Tragedy in Lahore

Published March 4, 2009

EVEN our most esteemed guests are no longer safe in this country. Assured of security reserved for VVIPs, Sri Lanka chose to play in Pakistan when the cricketing world at large saw us as a pariah state. We had stood by Sri Lanka in the past and they repaid us in the same coin. They chose to play in a country whose very mention invokes images of the most gruesome violence imaginable in the minds of most foreigners. Many in the Sri Lankan team are probably regretting that decision after the deadly attack in Lahore yesterday that left a number of policemen dead and injured at least four Sri Lankan cricketers. Two of them suffered bullet wounds but thankfully they are said to be out of danger. This paper has consistently maintained that foreign cricket teams should visit Pakistan. Tuesday`s tragic events have perhaps confirmed that the sides that refused to tour were possibly guilty only of prescience tinged with paranoia.

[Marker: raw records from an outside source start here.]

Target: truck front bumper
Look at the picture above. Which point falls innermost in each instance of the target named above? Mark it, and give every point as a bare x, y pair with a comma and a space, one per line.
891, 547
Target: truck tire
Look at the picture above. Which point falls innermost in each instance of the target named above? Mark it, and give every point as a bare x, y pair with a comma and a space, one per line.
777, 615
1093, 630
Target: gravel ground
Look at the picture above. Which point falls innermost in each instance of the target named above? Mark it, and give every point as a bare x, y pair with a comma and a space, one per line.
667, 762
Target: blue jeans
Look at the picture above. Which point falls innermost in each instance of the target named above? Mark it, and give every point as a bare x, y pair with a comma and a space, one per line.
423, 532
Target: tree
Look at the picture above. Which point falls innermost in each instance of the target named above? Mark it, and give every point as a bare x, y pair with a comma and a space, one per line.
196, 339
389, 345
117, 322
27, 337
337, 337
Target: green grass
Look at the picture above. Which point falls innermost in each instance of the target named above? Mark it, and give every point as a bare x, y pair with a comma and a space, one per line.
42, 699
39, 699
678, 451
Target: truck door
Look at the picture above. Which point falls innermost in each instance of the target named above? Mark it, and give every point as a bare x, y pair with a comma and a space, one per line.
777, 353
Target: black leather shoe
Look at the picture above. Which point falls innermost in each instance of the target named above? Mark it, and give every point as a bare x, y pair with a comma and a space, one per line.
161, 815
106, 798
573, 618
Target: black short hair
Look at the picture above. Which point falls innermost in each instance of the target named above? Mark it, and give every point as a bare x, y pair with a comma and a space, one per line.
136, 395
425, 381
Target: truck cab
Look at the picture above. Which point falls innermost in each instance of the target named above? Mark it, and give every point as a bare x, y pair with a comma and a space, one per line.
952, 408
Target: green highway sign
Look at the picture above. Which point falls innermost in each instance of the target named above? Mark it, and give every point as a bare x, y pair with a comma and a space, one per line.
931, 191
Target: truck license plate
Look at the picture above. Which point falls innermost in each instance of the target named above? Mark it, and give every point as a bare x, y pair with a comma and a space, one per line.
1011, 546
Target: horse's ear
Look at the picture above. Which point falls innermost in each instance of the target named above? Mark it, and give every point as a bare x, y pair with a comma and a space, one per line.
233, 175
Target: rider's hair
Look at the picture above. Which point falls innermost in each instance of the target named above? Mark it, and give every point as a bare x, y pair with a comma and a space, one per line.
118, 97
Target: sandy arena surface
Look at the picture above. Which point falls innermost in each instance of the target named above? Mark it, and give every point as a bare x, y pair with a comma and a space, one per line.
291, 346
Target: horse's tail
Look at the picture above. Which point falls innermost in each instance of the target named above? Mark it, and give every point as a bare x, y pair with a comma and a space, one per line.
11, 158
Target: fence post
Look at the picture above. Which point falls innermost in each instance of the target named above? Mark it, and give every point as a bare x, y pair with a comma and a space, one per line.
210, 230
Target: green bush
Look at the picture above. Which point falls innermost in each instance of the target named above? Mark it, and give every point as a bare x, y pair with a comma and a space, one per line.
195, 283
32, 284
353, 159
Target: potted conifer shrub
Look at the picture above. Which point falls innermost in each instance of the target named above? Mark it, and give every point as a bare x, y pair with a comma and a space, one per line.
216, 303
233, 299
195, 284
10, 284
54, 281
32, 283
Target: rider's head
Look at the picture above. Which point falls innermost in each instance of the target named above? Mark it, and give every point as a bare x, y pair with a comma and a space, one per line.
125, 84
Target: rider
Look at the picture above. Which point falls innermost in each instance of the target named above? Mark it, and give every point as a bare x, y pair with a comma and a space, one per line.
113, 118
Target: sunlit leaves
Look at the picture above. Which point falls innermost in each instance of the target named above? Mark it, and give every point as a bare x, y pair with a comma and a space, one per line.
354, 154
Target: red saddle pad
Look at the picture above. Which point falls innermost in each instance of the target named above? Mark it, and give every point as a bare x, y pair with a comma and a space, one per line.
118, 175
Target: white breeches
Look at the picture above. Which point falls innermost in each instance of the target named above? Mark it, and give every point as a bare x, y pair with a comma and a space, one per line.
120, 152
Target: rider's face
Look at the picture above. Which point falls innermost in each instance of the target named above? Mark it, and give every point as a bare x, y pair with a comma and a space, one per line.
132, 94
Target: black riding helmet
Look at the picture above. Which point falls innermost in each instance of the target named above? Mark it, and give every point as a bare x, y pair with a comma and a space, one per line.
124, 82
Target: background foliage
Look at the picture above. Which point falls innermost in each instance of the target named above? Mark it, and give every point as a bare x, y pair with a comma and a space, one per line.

By no stretch of the imagination can a Pakistani militant or terrorist organisation bear a grudge against Sri Lanka, let alone its cricketers. The context, then, suggests that the attack was carried out by internal or external elements who wish to either destabilise the Pakistan government or to further isolate it internationally. Whose agenda does this attack fit, is the question that needs to be asked, probed and answered. The dozen or so people who attacked the Sri Lankan team bus with hand grenades, at least one RPG and endless rounds of gunfire were no ordinary terrorists. The footage shows all too clearly that this was an attack carried out by individuals who have received highly sophisticated combat training. Their approach was not dissimilar to that adopted by the Mumbai gunmen. Perhaps the same organisation is to blame for both tragedies.

With all due respect to the policemen who died in the half-hour gun battle in which they tried valiantly and successfully to save the Sri Lankans, a security lapse did occur, officialdom`s denials notwithstanding. This aspect of the story must be investigated fully. Tuesday`s assault also highlights the folly of negotiating with those bent on destroying our way of life. The peace deal, or capitulation, in Swat has been described by officialdom as a regional solution to a regional problem. This does not wash, it cannot fly. Militancy and terrorism are national problems that are not confined to a specific region. The obscurantists must be tackled head-on if we are to entertain any hope of redemption. If the state resorts to negotiating with militants from a position of weakness, what we will get is disaster, across the board. The politicians need to wake up, bury the hatchet in the national good and rout the real enemy.